Those three entities — the city, the police and the D.A.'s Office — are quick to blame each other: Caulfield says that if the city imposed more checks before the deeds are processed — that is, before the houses are stolen — the D.A.'s Office would have a better shot at prosecuting the cases that fell through the cracks. The city, meanwhile, points the finger at the D.A.'s Office [as] the Department of Records isn't an investigative body. That's the D.A.'s job. ... But the D.A.'s Office relies on the cops to gather evidence and bring it cases to prosecute. However, the cops aren't really trained for these types of things....
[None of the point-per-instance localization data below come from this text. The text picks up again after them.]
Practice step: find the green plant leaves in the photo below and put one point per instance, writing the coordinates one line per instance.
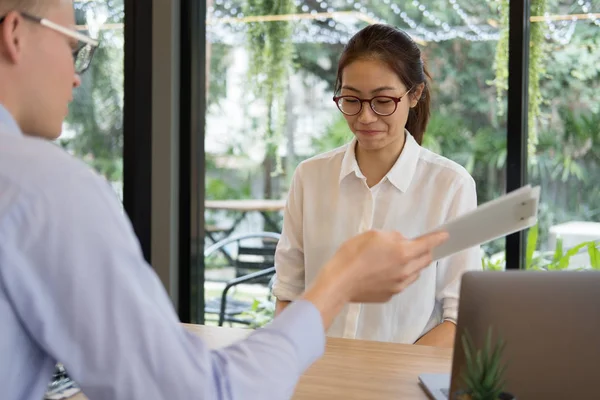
(483, 374)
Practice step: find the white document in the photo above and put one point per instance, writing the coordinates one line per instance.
(510, 213)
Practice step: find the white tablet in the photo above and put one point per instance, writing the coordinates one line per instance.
(510, 213)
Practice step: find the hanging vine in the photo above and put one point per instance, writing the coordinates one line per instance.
(537, 53)
(271, 54)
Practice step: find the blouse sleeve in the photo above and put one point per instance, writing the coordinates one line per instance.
(289, 256)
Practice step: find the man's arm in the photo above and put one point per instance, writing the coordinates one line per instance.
(75, 274)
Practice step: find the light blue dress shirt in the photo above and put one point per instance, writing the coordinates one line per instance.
(74, 288)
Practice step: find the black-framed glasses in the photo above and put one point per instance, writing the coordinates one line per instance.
(82, 54)
(381, 105)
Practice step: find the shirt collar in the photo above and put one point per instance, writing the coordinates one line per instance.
(8, 125)
(402, 172)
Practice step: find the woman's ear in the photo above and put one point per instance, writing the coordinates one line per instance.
(415, 94)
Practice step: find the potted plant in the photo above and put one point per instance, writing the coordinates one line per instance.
(483, 376)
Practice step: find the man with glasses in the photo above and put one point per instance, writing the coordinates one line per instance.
(74, 286)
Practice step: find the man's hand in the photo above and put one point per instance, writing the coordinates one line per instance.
(370, 267)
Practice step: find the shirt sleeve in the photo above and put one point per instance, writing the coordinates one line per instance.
(74, 274)
(289, 257)
(450, 269)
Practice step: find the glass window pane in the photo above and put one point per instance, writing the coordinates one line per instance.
(93, 130)
(564, 133)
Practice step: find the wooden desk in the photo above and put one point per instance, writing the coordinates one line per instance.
(353, 369)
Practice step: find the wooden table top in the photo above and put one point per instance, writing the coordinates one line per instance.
(245, 205)
(353, 369)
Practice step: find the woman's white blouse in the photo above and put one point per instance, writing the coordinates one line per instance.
(329, 202)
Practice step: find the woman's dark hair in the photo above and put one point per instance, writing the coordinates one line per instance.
(394, 47)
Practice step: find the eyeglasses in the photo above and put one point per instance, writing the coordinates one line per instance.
(82, 55)
(381, 105)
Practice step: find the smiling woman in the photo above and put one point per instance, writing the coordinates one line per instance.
(383, 179)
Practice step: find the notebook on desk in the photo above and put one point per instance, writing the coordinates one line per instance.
(549, 322)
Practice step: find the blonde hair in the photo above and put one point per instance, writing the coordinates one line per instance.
(23, 5)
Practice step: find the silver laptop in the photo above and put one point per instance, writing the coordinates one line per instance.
(550, 322)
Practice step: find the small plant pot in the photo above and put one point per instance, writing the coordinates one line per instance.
(461, 395)
(506, 396)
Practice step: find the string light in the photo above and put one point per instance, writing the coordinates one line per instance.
(586, 8)
(304, 31)
(562, 36)
(474, 28)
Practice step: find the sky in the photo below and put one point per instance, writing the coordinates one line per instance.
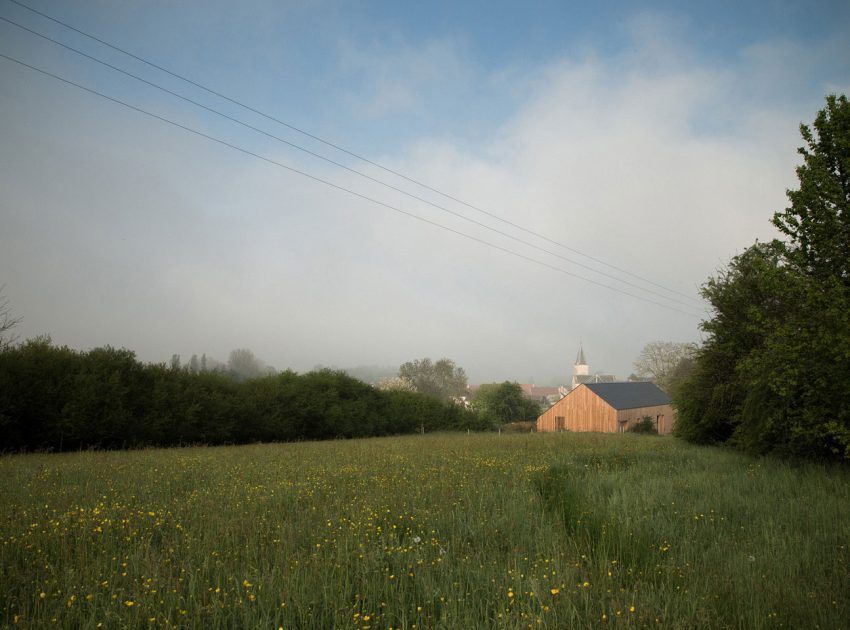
(586, 168)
Amid this bureaucratic back-and-forth, victims and advocates worry that some deed thefts, especially smaller-value cases or cases involving a single home, are being ignored. At the Sept. 22 hearing, Caulfield denied this was so: "There is not now, nor has there ever been, any numerical or monetary threshold" for prosecution of these crimes.
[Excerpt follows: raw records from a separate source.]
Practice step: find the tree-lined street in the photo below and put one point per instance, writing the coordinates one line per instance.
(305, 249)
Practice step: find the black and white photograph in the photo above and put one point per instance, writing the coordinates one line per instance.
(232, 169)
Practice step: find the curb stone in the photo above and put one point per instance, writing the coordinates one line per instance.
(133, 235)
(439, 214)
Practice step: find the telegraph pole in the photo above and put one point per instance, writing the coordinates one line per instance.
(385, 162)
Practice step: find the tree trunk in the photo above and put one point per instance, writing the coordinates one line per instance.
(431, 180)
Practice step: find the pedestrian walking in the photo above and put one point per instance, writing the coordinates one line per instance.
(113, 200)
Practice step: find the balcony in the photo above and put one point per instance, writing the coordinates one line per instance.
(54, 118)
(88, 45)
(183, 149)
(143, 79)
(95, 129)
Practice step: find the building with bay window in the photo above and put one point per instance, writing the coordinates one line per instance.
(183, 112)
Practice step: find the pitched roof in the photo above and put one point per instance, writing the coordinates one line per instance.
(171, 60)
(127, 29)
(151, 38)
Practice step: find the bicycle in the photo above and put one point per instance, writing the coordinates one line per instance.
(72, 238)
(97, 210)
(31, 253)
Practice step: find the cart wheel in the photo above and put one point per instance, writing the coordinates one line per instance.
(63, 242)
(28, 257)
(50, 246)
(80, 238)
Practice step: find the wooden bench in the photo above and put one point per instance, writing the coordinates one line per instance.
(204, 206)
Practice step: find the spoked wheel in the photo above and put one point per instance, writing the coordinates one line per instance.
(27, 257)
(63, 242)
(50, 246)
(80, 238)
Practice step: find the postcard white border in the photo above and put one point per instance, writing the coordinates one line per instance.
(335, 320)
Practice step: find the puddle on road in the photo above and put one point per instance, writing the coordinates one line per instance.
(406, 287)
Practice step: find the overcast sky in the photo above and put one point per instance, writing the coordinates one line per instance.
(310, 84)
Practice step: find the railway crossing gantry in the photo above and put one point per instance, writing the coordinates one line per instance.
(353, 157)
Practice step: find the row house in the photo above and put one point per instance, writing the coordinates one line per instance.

At least half of that claim is untrue. In 2006, former District Attorney Lynne Abraham admitted that her office employed such a threshold: Arguing for more funding in a 2006 budget hearing, Abraham told City Council that when it came to economic crimes, including deed theft, "We've had to raise that threshold amount from $10,000 to $25,000. And if things don't improve this year, we're going to raise it to $50,000."